Each comparison eliminates half the remaining search space. After k comparisons, the space is n/2ᵏ. We stop when the space is 1, so k = log₂ n. No extra memory needed — just two pointers (lo, hi).

Shortcut: Halving the input each step → O(log n). Works on any monotonic condition, not just sorted arrays.
Coach Notes

Common Mistakes

Review these before coding to avoid predictable interview regressions.

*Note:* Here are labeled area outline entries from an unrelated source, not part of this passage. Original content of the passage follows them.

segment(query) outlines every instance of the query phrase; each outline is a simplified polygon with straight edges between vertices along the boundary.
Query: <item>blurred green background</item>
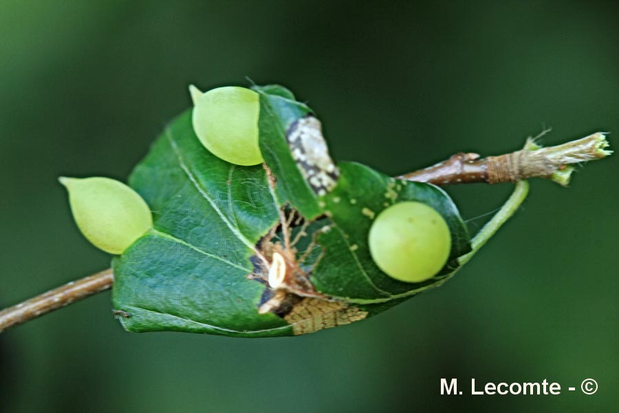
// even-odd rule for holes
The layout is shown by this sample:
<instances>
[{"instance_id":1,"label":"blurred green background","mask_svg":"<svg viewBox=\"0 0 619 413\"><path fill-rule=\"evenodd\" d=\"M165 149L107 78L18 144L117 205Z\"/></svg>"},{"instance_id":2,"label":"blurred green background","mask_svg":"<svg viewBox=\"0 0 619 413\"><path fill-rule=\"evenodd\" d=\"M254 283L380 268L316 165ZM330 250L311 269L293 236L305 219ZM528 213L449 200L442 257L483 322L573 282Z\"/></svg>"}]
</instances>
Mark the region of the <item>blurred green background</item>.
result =
<instances>
[{"instance_id":1,"label":"blurred green background","mask_svg":"<svg viewBox=\"0 0 619 413\"><path fill-rule=\"evenodd\" d=\"M616 1L0 0L0 307L107 268L56 177L126 178L190 83L281 83L336 159L396 174L544 126L548 145L619 131L618 17ZM444 286L315 335L128 333L102 293L0 335L0 410L611 411L618 173L611 158L569 189L532 182ZM448 191L475 231L510 187ZM565 391L440 396L441 377ZM567 391L587 377L596 394Z\"/></svg>"}]
</instances>

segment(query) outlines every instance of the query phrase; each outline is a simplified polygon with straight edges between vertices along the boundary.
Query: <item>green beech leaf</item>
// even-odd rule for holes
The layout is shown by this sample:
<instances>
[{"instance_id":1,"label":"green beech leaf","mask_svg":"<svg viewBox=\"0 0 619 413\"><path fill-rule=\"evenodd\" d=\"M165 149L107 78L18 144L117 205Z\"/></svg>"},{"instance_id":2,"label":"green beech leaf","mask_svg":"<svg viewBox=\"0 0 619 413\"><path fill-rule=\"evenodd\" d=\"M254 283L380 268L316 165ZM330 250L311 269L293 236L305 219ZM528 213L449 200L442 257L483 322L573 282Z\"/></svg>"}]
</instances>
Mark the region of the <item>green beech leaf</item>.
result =
<instances>
[{"instance_id":1,"label":"green beech leaf","mask_svg":"<svg viewBox=\"0 0 619 413\"><path fill-rule=\"evenodd\" d=\"M260 94L265 167L235 166L210 153L188 111L131 174L129 184L153 211L153 226L113 260L113 306L126 329L237 337L311 332L413 296L452 274L458 257L470 251L455 206L435 186L343 163L334 187L317 191L287 141L300 119L317 125L311 109L281 87L254 89ZM402 200L433 206L451 232L447 264L422 283L389 277L368 249L373 217Z\"/></svg>"}]
</instances>

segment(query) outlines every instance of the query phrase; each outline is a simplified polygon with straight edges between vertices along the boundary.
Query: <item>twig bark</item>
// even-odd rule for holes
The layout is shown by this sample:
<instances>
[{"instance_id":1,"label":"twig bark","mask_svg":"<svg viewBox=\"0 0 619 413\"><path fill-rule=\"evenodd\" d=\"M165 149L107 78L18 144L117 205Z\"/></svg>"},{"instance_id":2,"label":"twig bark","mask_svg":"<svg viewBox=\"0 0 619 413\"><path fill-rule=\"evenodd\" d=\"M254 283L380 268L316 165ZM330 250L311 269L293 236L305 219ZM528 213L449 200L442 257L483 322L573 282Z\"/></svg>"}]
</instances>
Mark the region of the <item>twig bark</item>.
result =
<instances>
[{"instance_id":1,"label":"twig bark","mask_svg":"<svg viewBox=\"0 0 619 413\"><path fill-rule=\"evenodd\" d=\"M608 142L601 132L547 148L530 140L525 149L511 153L482 159L477 153L456 153L444 162L398 178L447 185L517 182L529 178L543 177L567 185L573 170L568 165L607 156L611 153L605 149L607 147Z\"/></svg>"},{"instance_id":2,"label":"twig bark","mask_svg":"<svg viewBox=\"0 0 619 413\"><path fill-rule=\"evenodd\" d=\"M529 140L524 149L516 152L483 159L477 153L459 153L444 162L398 178L442 186L471 182L515 182L540 176L565 185L572 170L569 165L604 158L611 153L605 149L607 147L608 142L602 133L547 148L541 148L533 140ZM524 189L519 189L521 187L526 188L524 182L517 187L514 193L519 196L525 193ZM517 205L514 207L523 199L521 196L517 198L512 202ZM505 217L499 215L500 213L497 214L498 218L493 218L491 222L497 221L498 224L486 230L484 233L489 235L484 238L484 242L506 220ZM466 260L472 254L467 255ZM0 332L107 290L113 281L111 269L105 270L3 310L0 311ZM122 313L120 315L126 317Z\"/></svg>"},{"instance_id":3,"label":"twig bark","mask_svg":"<svg viewBox=\"0 0 619 413\"><path fill-rule=\"evenodd\" d=\"M111 287L114 275L107 269L93 275L72 281L22 303L0 311L0 332L57 308L90 297Z\"/></svg>"}]
</instances>

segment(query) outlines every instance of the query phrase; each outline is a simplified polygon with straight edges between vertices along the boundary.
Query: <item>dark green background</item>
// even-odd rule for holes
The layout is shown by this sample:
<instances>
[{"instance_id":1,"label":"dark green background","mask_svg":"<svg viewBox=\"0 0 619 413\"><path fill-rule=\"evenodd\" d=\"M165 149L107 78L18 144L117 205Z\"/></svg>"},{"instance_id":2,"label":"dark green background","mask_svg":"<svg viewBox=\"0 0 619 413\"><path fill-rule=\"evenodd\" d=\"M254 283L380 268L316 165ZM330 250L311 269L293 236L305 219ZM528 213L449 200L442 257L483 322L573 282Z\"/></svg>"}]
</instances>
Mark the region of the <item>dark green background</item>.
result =
<instances>
[{"instance_id":1,"label":"dark green background","mask_svg":"<svg viewBox=\"0 0 619 413\"><path fill-rule=\"evenodd\" d=\"M125 178L191 82L281 83L336 159L395 174L543 125L547 144L619 131L618 17L616 1L0 1L0 307L106 268L56 177ZM130 334L100 294L0 336L0 410L611 411L618 174L611 158L570 189L532 182L444 287L316 335ZM449 191L470 219L510 187ZM442 396L441 377L600 390Z\"/></svg>"}]
</instances>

Off-by-one on range boundaries

Wrong move: Loop endpoints miss first/last candidate.

Usually fails on: Fails on minimal arrays and exact-boundary answers.

Fix: Re-derive loops from inclusive/exclusive ranges before coding.

Boundary update without `+1` / `-1`

Wrong move: Setting `lo = mid` or `hi = mid` can stall and create an infinite loop.

Usually fails on: Two-element ranges never converge.

Fix: Use `lo = mid + 1` or `hi = mid - 1` where appropriate.

Using greedy without proof

Wrong move: Locally optimal choices may fail globally.

Usually fails on: Counterexamples appear on crafted input orderings.

Fix: Verify with exchange argument or monotonic objective before committing.